贺庭洲把碗里的葱花一颗颗挑出来:“嗯,忙着关顾别人家的生意呢。”
老板笑呵呵地也不生气,看向霜序的眼神是善意的:“头回见你带人来,这么标致的小姑娘,是女朋友吧。”
贺庭洲没否认,一副烈郎怕女缠的口气:“为了我要死要活的,被缠上了,能怎么办。”
霜序在老板有点意外的表情中挤出一个皮笑肉不笑的微笑,懒得解释了。
这间店虽然开得偏僻不起眼,味道却出奇的好,汤底鲜香浓郁,面是手工拉的,又细又有弹性。
一碗热汤面下肚,河边透心冷的风都随之消失了。
霜序吃得有点热,鼻尖都熏起微红,抬起头才发现贺庭洲在看她。
他的面就没吃多少,靠着椅子的姿势很懒,把玩着面店的粗陶茶杯,两条长腿搁在方桌下,显得十分屈就。
“好吃吗?”
霜序点了两下头,有点好奇:“这么隐蔽的店,你怎么会知道的?”
“没听说过燕城是谁的地盘?”他的狂妄就像呼吸一样自然,“这没有我不熟的地方。”
霜序脱口一句:“女厕所你也很熟吗?”
说完才意识到自己真是狗胆包天,都敢跟他抬杠了。
贺庭洲右眉微微上抬:“话这么多,吃饱了?”
“吃饱了。”霜序拿纸巾细细地擦干净嘴唇,白天涂的口红早就掉了,呈现出润红潋滟的本色。
贺庭洲瞥过一眼:“吃饱了就去付账。”
“我付账?”她杏眼微微睁大了一圈,倒不是不愿意,只是没想到。
不管是跟沈聿还是岳子封那帮哥哥一起吃饭,从来没有人会让她一个妹妹付账。
“不然我付?”贺庭洲心安理得地像个大爷,“把你从河边捡回来,送你回家,还得请你吃面,你暗恋我还是我暗恋你?”
“……”
“没带钱?付不起叫你哥来。”
“……”
霜序歇菜,老实地拿手机准备去付款。
打开手机才发现有二十多通未接来电,除了司机汪叔和付芸的,还有沈聿的。
还有置顶的微信消息。
哥哥:在哪
哥哥:小九,接电话
她不知道发生了什么,正想给沈聿回过去,付芸的电话又打进来。
刚一接通,付芸就焦急地问:“霜序,你跑哪去了?”
“陪陆小姐逛街去了,您不是知道吗?”她有点没搞清状况。
“老汪说送完漫漫回去接你,就找不到人了,电话也打不通,急死我了。”付芸语气责怪,“你这孩子,怎么不接电话呀?”
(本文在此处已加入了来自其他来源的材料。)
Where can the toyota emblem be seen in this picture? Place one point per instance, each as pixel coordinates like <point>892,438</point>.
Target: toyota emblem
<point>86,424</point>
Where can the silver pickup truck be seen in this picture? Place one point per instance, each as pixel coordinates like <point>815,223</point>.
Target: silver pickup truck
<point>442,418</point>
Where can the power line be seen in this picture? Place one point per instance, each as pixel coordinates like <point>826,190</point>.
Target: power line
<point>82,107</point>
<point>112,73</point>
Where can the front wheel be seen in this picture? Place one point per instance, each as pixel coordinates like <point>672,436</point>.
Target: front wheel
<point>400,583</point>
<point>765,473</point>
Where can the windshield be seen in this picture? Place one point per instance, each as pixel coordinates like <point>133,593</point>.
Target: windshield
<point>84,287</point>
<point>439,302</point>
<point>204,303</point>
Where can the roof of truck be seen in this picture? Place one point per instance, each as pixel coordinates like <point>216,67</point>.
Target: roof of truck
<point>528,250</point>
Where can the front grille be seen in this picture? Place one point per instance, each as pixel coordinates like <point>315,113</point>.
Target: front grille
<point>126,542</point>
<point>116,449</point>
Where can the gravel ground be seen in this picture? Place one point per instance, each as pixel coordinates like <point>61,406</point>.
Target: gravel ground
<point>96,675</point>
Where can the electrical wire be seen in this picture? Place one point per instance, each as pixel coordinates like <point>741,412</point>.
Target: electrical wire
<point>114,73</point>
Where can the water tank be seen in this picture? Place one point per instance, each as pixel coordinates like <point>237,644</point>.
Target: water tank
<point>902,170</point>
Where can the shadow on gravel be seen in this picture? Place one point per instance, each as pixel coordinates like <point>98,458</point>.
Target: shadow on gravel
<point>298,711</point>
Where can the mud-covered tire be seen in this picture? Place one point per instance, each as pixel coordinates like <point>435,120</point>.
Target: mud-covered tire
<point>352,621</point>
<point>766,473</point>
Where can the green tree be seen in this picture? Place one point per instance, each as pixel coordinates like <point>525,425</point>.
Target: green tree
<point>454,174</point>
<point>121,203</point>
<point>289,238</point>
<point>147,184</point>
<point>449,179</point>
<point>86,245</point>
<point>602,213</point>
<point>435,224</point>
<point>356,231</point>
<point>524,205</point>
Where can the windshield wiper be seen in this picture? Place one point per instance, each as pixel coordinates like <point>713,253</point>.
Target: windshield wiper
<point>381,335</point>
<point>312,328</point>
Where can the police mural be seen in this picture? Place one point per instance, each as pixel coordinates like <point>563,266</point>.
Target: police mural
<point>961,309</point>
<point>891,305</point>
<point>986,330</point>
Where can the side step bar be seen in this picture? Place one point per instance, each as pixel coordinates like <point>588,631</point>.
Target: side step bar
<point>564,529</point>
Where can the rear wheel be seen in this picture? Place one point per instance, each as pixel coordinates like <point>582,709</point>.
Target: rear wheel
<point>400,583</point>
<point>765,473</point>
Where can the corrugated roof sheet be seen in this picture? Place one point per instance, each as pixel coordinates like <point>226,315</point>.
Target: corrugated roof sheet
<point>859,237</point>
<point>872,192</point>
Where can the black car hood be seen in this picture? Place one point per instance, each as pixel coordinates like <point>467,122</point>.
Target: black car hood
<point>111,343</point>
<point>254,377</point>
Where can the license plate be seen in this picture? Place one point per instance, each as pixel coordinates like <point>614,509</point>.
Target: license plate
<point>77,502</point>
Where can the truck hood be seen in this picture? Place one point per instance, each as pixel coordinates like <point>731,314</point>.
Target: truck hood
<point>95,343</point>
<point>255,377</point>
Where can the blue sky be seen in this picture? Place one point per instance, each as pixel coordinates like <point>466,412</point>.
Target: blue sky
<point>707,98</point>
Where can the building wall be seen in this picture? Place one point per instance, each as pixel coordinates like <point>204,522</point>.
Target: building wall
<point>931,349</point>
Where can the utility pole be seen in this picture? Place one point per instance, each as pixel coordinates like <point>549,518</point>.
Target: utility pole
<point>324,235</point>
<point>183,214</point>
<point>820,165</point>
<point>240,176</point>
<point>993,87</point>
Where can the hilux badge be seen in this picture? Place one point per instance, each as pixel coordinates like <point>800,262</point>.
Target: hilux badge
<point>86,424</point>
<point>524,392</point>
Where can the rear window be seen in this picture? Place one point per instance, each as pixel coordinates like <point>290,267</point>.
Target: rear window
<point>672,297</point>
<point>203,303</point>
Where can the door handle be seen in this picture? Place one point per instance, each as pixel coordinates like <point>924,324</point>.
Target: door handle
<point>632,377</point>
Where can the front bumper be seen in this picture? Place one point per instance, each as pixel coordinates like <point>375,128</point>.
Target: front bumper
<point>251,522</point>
她在桥上发呆的时候没留意时间,这会才发现从离开商场已经过去三个小时了。
“我开会调静音,忘记调回来了。”霜序懊恼地揉了揉额头。
“你哥开车出去找你了,你快给他回个电话。”
沈聿的电话几乎是刚拨过去就接通了,霜序叫了声“哥”,突然又哽住,不知道该如何向他解释自己今晚的“失踪”。
电话里沉默片刻,沈聿开口时声线依然温和,问她:“去哪了?”
“吃面。”霜序说。
“地址给我。”
霜序把面店的地址报过去,沈聿说:“别乱跑,等我一会。”
霜序“嗯”了声,挂断电话,在原地默默站了片刻。
这个时间店里没有其他客人,安静得出奇。
想起还没付款,她重新拿起手机问正在准备打烊的老板:“多少钱?”
老板笑容友善:“贺先生已经付过了。”
付过了?
霜序扭头,原来的位置空无一人,贺庭洲不知何时已经出去了。
她走出店门,贺庭洲正靠在车上抽烟。
他宽肩长腿,身材跟衣架子似的,衬衣被微风鼓起,映着车灯的光,一身落拓风流。
“我哥来接我,我在这等他。”霜序想了想,还是对他说了声:“庭洲哥,今天谢谢你。”
虽然她没想跳河,但当时心情的确很坏,有个人把她从河边的冷风里拉回来,带她吃了一碗热气腾腾的面,她的感谢是真心的。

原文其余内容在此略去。